Monomial Factors

Example:

Identify all of the common monomial factors in

25x ⁴y ³zw ² + 150x ³y ³zr ⁴ + 30x ²y ³zw

solution:

Our goal is to rewrite this trinomial in the form:

( a monomial) ( whatever else)

Note that this pattern is a single term which is the product of two parts. The “a monomial” part will be identified here, in the process determining what the "whatever else” part is.

We start by selecting any of the three terms to guide the process – it doesn’t matter which term you choose, though there may be a slight savings in work if a simpler-looking term is used.

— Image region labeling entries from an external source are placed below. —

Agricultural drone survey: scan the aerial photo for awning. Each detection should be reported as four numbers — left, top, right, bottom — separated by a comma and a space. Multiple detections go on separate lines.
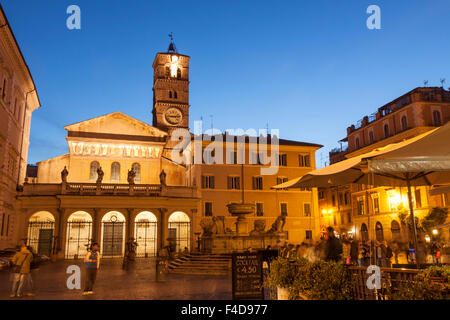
369, 122, 450, 173
430, 186, 450, 196
272, 129, 435, 189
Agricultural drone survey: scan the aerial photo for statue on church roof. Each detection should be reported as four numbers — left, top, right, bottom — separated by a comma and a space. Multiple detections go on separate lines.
127, 168, 136, 184
159, 169, 167, 186
168, 32, 177, 52
97, 167, 105, 184
61, 166, 69, 183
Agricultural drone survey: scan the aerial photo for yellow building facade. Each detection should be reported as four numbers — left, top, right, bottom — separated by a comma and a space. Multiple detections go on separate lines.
318, 87, 450, 244
16, 44, 322, 259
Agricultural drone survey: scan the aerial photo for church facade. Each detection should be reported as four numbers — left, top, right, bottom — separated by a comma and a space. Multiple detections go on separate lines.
15, 43, 322, 259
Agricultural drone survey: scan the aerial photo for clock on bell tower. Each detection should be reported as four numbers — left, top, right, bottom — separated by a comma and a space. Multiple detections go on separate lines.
153, 34, 190, 132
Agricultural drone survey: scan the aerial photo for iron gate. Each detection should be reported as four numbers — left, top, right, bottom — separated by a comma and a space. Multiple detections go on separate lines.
168, 222, 191, 252
65, 221, 92, 259
102, 222, 125, 258
135, 221, 157, 258
27, 221, 55, 256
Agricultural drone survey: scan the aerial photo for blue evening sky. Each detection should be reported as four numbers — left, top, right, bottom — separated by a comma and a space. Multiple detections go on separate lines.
1, 0, 450, 166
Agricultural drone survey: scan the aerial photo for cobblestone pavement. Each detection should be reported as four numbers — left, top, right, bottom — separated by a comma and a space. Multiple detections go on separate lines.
0, 259, 231, 300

So, we decide to base this analysis on the parts of the first term, the 25x ⁴y ³zw ².

Next, identify all of the simple factors of the selected term, including prime factors in the numerical coefficient. The term we have chosen to work from has simple factors 5, x, y, z and w.

(Note that if we had chosen to key our analysis to the third term, the 30x ²y ³zw, our list of simple factors would be 2, 3, 5, x, y, z, w – slightly longer. Don’t spend a lot of time making your selection here.)

Now, go through the list of these simple factors in your key term one at a time, and determine the highest power to which each of them occurs in all (three, in this case) terms of the entire expression. This highest power will then be a common monomial factor of the entire expression. (Of course, if an item in this list doesn’t occur at all in one of the terms, then this highest power will be the zero power – that item is not a common factor of all of the terms in the expression.)

So, for our example, we have five items in the list of potential common monomial factors to check.

(i) 5:

25x ⁴y ³zw ² contains 5 ²

150x ³y ³zr ⁴ contains 5 ²

30x ²y ³zw contains 5 ¹

The highest power of 5 common to all three terms (which is actually the lowest power that occurs in this list) is 5 ¹ = 5. Thus, 5 is a common factor of all three terms.

(ii) x:

25x ⁴y ³zw ² contains x ⁴

150x ³y ³zr ⁴ contains x ³

30x ²y ³zw contains x ²

Thus, the highest power of x common to all three terms is x ², and so x ² is a common monomial factor of the entire expression.

(iii) y:

25x ⁴y ³zw ² contains y ³

150x ³y ³zr ⁴ contains y ³

30x ²y ³zw containsy ³

Thus, the highest power of y common to all three terms is y ³, and so y ³ is a common monomial factor of the entire expression.

(iv) z:

25x ⁴y ³zw ² contains z ¹

150x ³y ³zr ⁴ contains z ¹

30x ²y ³zw contains z ¹

Thus, the highest power of z common to all three terms is z ¹ = z, and so z is a common monomial factor of the entire expression.

(v) w:

25x ⁴y ³zw ² contains w ²

150x ³y ³zr ⁴ does not contain w (or contains w ⁰)

30x ²y ³zw contains w ¹

Thus the highest power of w common to all three terms is w ⁰ = 1. This is the same thing as saying that there is no power of w common to all three terms, and so there is no power of w which is a common monomial factor of all three terms.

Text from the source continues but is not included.